One can question how and when this combination of two biomarkers so far unused in clinical routine will make its way into our daily practice to achieve our goal of a tailored medicine: the identification of patients with the worst prognosis who could benefit from alternative therapeutic strategies. Confirmation of Toledano and colleagues’ findings will require larger series of patients, pooling data from different centres. Because of the issues mentioned above, this confirmation will need harmonization of PET methodology, from acquisition/reconstruction to TMTV contouring using an automatic or semi-automatic (to minimize inter- and intra-observer variability as much as possible), reliable, and user-friendly contouring tool. The last item is not trivial; computation of TMTV will certainly be accepted by the PET community in routine practice only if it minimally affects the time required for PET reporting in busy PET centres. While we know for sure that standardization of the methodology used to delineate TMTV is warranted, one can wonder how much standardization is needed for GEP and which technique is likely to be used on a large scale. RT-MLPA, the GEP technique used by Toledano et al. to determine the COO of DLBCL, is cost-effective and rapid to implement in routine practice.
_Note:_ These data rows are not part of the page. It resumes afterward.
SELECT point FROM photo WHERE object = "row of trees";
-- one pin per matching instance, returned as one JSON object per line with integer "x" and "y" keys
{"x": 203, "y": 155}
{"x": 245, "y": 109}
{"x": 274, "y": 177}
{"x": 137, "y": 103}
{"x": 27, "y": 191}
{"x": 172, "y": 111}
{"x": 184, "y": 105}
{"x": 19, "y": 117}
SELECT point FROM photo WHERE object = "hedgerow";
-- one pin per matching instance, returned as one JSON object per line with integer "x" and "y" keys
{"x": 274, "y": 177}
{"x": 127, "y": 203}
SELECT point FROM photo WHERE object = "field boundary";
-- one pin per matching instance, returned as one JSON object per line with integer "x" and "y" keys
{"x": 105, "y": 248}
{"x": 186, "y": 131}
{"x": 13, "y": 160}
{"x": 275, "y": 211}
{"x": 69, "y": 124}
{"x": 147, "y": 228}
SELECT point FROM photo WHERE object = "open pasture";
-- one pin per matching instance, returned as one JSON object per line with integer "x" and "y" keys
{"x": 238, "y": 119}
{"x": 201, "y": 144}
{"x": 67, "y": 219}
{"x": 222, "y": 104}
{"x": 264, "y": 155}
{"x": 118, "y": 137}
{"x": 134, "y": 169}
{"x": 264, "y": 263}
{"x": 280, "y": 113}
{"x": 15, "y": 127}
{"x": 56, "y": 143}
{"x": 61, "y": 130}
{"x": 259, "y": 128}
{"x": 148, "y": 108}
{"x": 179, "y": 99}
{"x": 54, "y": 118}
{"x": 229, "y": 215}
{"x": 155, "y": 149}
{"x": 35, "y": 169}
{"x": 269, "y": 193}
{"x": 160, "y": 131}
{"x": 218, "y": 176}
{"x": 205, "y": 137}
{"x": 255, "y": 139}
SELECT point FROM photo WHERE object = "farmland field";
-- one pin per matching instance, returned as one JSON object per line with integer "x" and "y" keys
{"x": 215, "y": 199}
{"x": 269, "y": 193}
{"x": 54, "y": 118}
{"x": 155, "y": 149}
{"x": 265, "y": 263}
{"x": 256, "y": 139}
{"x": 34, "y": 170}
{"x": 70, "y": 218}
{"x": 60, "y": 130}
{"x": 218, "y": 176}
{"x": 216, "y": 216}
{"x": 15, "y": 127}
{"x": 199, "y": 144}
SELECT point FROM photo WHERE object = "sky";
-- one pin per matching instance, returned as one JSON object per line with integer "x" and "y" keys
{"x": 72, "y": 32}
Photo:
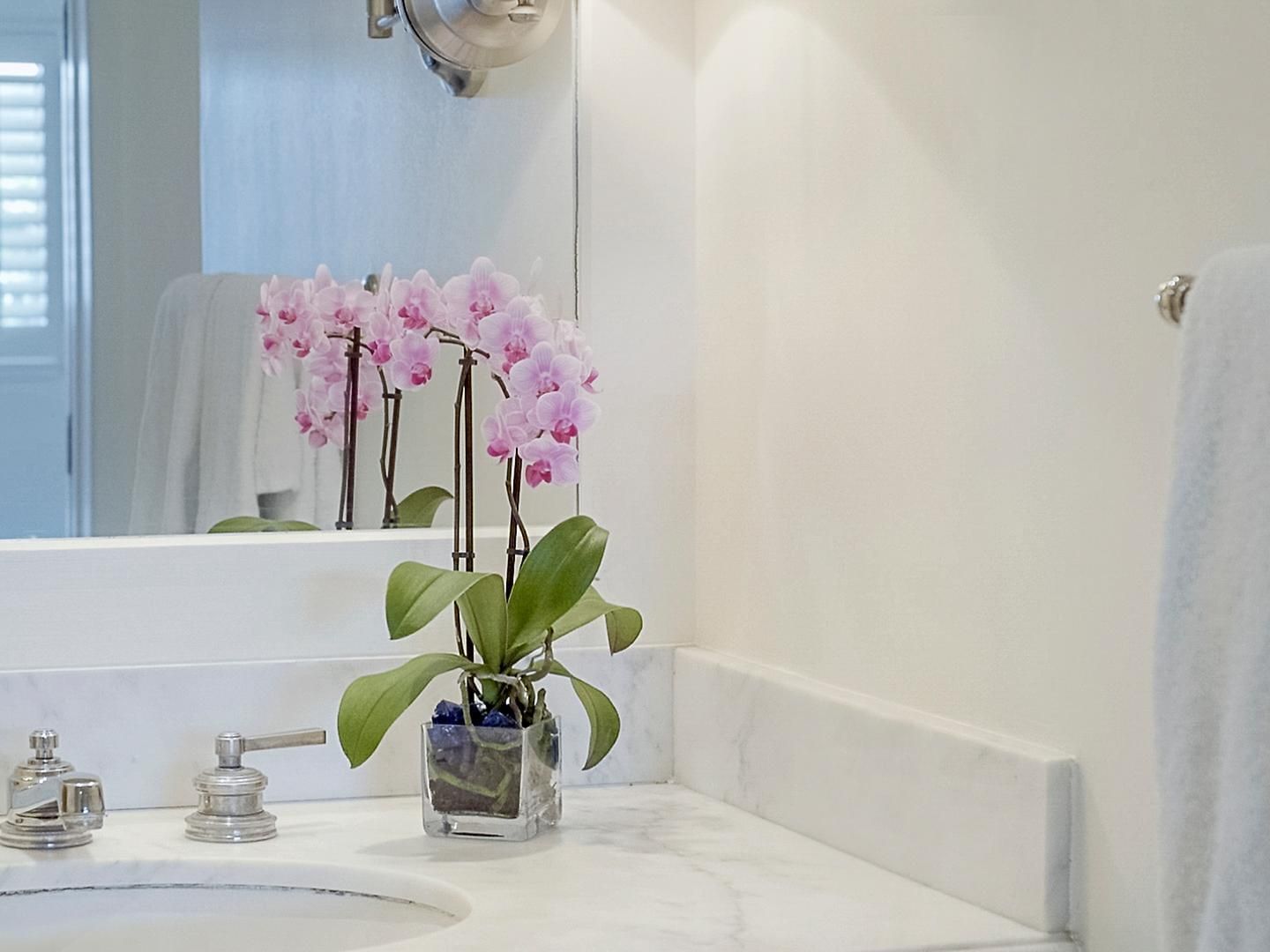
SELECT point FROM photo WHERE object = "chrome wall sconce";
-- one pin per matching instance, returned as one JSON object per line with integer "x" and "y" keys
{"x": 461, "y": 41}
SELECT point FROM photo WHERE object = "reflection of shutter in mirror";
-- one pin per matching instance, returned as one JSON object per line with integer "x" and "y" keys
{"x": 23, "y": 197}
{"x": 36, "y": 363}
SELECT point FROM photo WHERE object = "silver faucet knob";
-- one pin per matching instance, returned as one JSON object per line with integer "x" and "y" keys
{"x": 43, "y": 743}
{"x": 51, "y": 807}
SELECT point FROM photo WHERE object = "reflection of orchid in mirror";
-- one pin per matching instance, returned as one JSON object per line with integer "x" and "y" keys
{"x": 542, "y": 366}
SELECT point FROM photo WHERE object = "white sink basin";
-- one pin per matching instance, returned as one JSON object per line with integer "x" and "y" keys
{"x": 216, "y": 906}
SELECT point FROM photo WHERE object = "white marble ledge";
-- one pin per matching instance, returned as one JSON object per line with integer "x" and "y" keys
{"x": 630, "y": 868}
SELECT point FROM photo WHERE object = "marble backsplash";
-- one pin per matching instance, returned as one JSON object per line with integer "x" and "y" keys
{"x": 977, "y": 815}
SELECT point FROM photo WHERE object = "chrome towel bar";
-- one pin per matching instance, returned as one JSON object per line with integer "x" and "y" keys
{"x": 1171, "y": 299}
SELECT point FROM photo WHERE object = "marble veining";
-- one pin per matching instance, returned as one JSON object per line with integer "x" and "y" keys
{"x": 149, "y": 730}
{"x": 973, "y": 814}
{"x": 654, "y": 867}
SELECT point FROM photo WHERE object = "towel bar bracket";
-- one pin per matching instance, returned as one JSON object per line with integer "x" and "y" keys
{"x": 1171, "y": 297}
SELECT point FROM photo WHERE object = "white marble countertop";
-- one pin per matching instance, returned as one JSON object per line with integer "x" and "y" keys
{"x": 651, "y": 867}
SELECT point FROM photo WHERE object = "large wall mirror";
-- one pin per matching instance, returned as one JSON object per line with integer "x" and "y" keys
{"x": 159, "y": 160}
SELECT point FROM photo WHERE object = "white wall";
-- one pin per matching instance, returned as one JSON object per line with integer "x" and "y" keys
{"x": 637, "y": 268}
{"x": 144, "y": 75}
{"x": 934, "y": 398}
{"x": 324, "y": 146}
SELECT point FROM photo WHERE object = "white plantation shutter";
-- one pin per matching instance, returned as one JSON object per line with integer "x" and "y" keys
{"x": 37, "y": 492}
{"x": 25, "y": 201}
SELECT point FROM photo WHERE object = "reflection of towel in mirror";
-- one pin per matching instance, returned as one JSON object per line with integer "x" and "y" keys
{"x": 1213, "y": 643}
{"x": 217, "y": 435}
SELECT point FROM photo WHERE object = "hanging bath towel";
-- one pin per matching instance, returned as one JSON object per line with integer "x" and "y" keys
{"x": 1213, "y": 643}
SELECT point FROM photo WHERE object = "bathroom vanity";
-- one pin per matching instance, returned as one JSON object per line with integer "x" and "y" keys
{"x": 646, "y": 867}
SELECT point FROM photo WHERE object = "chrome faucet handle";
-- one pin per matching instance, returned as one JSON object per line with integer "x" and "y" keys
{"x": 231, "y": 796}
{"x": 231, "y": 747}
{"x": 51, "y": 807}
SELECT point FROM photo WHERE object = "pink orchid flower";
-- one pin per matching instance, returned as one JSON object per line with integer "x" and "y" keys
{"x": 550, "y": 462}
{"x": 511, "y": 334}
{"x": 308, "y": 338}
{"x": 271, "y": 294}
{"x": 292, "y": 303}
{"x": 318, "y": 421}
{"x": 346, "y": 306}
{"x": 571, "y": 340}
{"x": 384, "y": 331}
{"x": 417, "y": 302}
{"x": 328, "y": 362}
{"x": 413, "y": 358}
{"x": 273, "y": 346}
{"x": 507, "y": 429}
{"x": 544, "y": 371}
{"x": 473, "y": 297}
{"x": 564, "y": 413}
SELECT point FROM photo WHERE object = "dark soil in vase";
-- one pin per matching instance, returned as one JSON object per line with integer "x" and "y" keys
{"x": 478, "y": 768}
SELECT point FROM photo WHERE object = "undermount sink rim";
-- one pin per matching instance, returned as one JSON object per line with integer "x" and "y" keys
{"x": 69, "y": 874}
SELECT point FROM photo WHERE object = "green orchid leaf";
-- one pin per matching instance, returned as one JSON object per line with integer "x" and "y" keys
{"x": 605, "y": 721}
{"x": 418, "y": 593}
{"x": 419, "y": 509}
{"x": 624, "y": 625}
{"x": 556, "y": 576}
{"x": 372, "y": 703}
{"x": 484, "y": 611}
{"x": 254, "y": 524}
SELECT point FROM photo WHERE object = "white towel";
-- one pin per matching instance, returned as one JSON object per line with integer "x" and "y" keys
{"x": 1213, "y": 643}
{"x": 219, "y": 437}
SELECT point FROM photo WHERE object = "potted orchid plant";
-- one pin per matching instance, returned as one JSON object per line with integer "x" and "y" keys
{"x": 492, "y": 758}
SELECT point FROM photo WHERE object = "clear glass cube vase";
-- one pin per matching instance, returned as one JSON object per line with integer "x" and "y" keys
{"x": 490, "y": 782}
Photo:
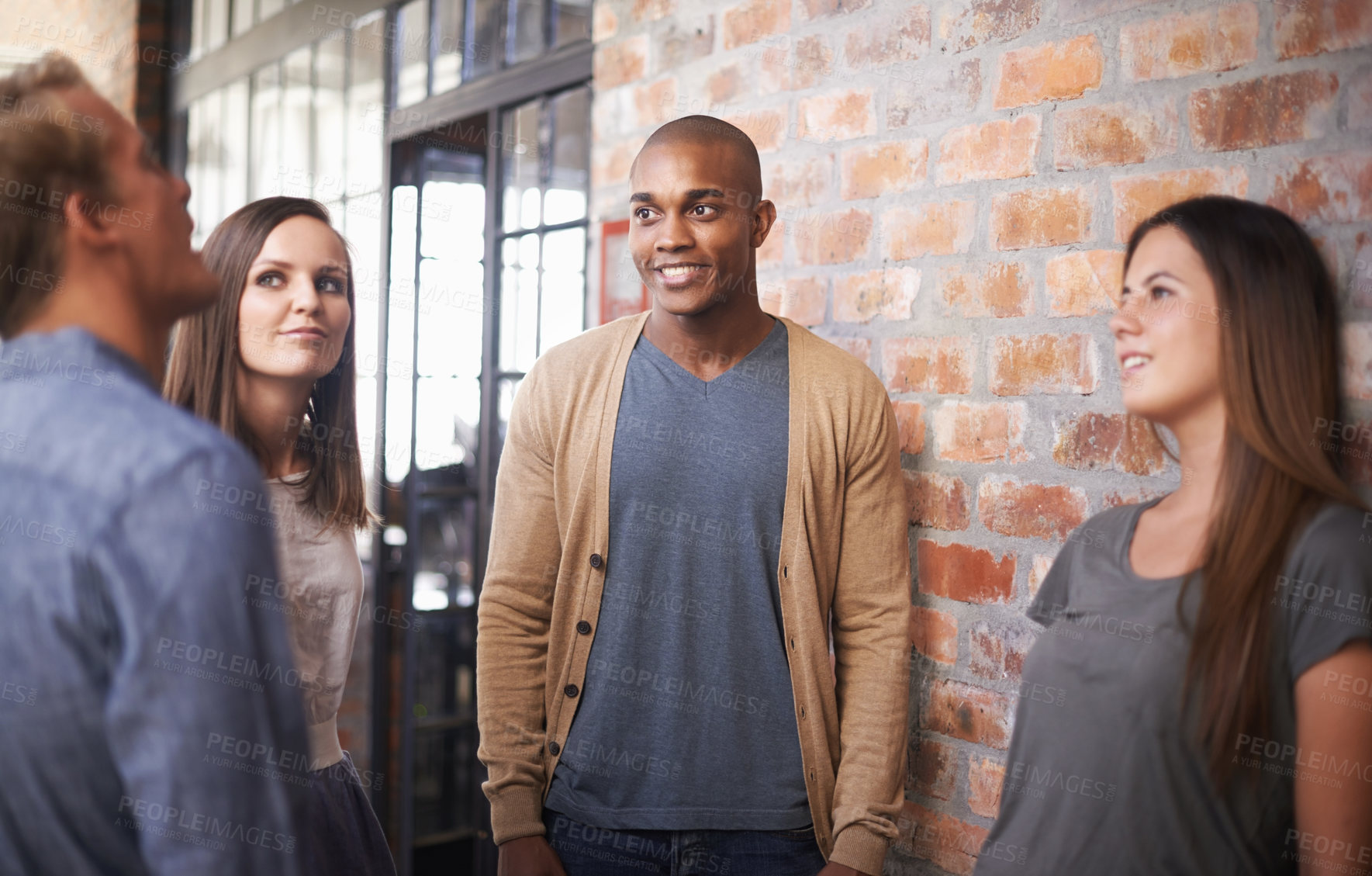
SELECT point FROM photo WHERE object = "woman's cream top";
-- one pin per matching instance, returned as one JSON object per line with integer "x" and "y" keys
{"x": 321, "y": 588}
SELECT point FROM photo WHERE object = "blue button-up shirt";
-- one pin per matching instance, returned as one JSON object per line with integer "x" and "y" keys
{"x": 150, "y": 715}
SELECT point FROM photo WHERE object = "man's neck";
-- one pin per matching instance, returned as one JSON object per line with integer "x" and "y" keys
{"x": 112, "y": 317}
{"x": 710, "y": 344}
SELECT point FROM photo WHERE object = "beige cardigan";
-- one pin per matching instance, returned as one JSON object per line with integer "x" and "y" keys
{"x": 844, "y": 567}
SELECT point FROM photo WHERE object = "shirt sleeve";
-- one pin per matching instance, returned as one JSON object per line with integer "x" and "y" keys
{"x": 1051, "y": 601}
{"x": 205, "y": 708}
{"x": 1324, "y": 599}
Finally, evaluation of the combination of several biomarkers to predict PFS or OS using the Cox model implies statistical considerations, given that the number of patients required to reach an adequate statistical power depends on the number of events (relapse for PFS and death for OS) and the number of variables (biomarkers and other known prognostic factors such as the IPI score). Hence, larger series of patients would open the way to multivariable analysis with an adequate statistical power or even the use of machine-learning methodology [12], using multiple PET metrics such as total lesion glycolysis (TLG), and tumour heterogeneity using textural features (TFs) [13]. These features are extracted from the TMTV and are also known to be sensitive to reconstruction parameters [14], highlighting, again, the need for a standardization of PET data.

In conclusion, the study from Toledano et al. paves the way for the combination of FDG PET metrics with a simple molecular technique to determine the prognosis and eventually tailor the therapy of patients with DLBCL. To this end, a consensual TMTV delineation procedure is mandatory.